La Michnah énonce que treize ans est l’âge d’observer les commandements (mitsvot).

Le terme bar mitsvah apparaît cinq fois dans le Talmud babylonien, mais dans chacun de ces cas, il est fait référence simplement à celui qui est soumis à l’obligation d’appliquer les préceptes du judaïsme.
Le terme utilisé dans le Talmud pour un garçon de treize ans est bar onechin “ celui qui est responsable et punissable pour ses actions ”. Ceci renvoie à la distinction juridique selon laquelle l’enfant mâle âgé de treize ans devient responsable de ses propres transgressions.

D’après le Talmud, l’adolescence du garçon commence à l’âge de treize ans et un jour. Avant treize ans, cependant, un garçon peut participer à des cérémonies religieuses dès lors qu’il est capable d’en apprécier la signification. Il peut être appelé à la lecture de la Torah, porter les tefillin, et même jeûner à Yom Kippour.

Les communautés séfarades imposaient aussi des restrictions, tendant toutes à favoriser l’apparition d’une cérémonie formelle de bar mitsvah.
L’essentiel de ce rituel consistait :
1) à prier avec les tefillin pour la première fois;
2) à être appelé à la lecture de la Torah.

Chez les Achkenazes d’Europe de l’Est, le garçon était généralement appelé à la Torah le premier lundi ou jeudi après son treizième anniversaire (selon le calendrier hébraïque) ;

il récitait à cette occasion les bénédictions de la Torah et chantait éventuellement quelques versets de la péricope hebdomadaire du Pentateuque.


© Mazal Tov

En Europe occidentale, cependant, le garçon de treize ans était appelé à la Torah pendant l’office du matin du chabbat. Après avoir récité les bénédictions de la Torah, le garçon en chantait une section (le maftir) et la lecture de la haftarah tirée des Prophètes.

Cet usage est aujourd’hui généralisé à travers le monde.

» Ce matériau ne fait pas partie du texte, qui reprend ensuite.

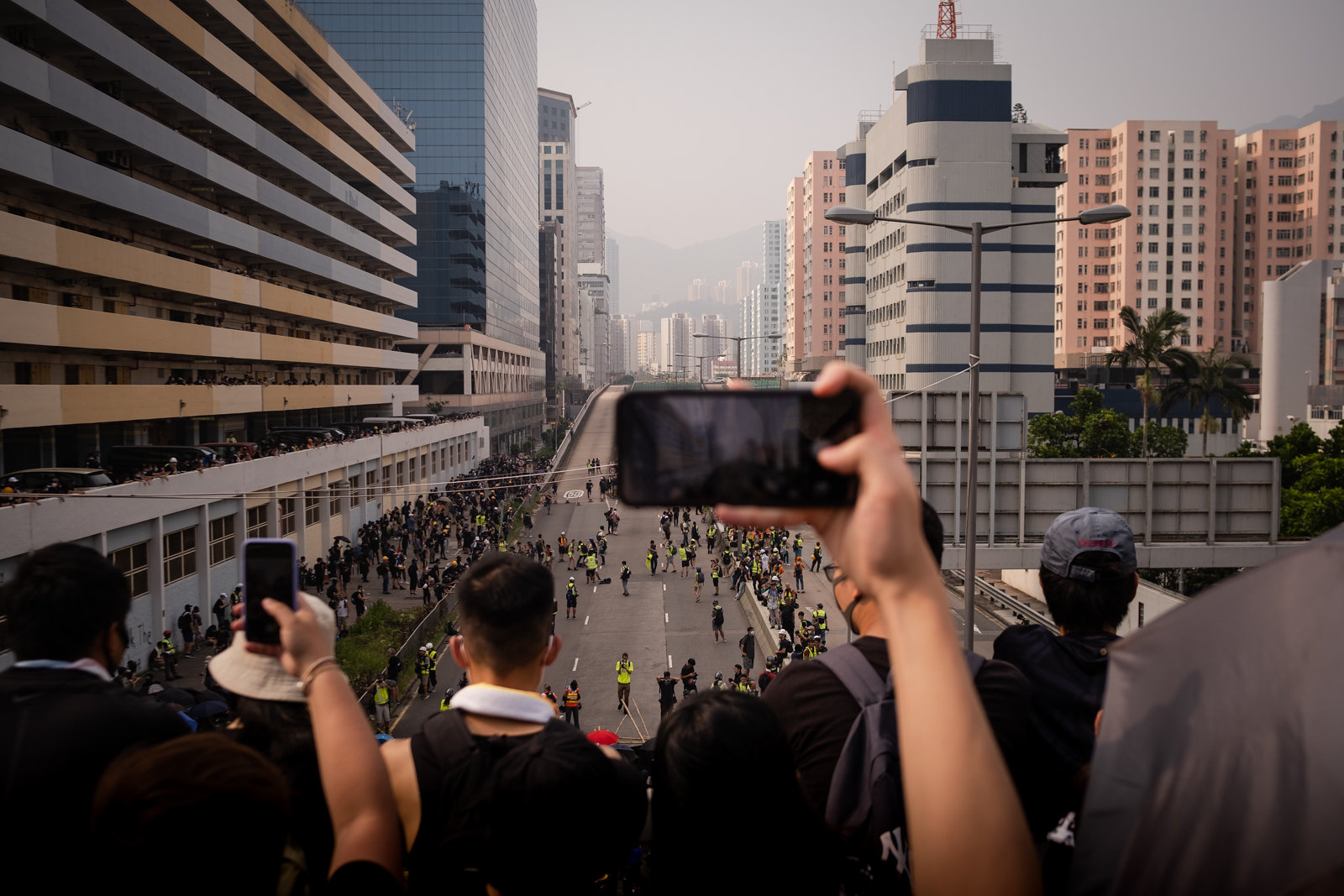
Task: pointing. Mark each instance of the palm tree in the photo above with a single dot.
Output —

Un matin, en semaine ou le chabbat, lorsque son fils a terminé la seconde bénédiction de la Torah, le père récite une formule spéciale - Baroukt chè-petarani - marquant le nouveau statut de responsabilité religieuse du garçon.

Telle qu’elle se cristallisa dans les communautés achkenazes autant que sefarades, la cérémonie de bar mitsvah comporta désormais un discours ou propos (derachah) du garçon de treize ans. Ceci devait montrer sa compréhension des commentaires rabbiniques et, dans certains cas, donnait lieu à des explications de droit talmudique. Le discours était (et est encore généralement) écrit par le professeur pour que le bar mitsvah l’apprenne et le prononce en public.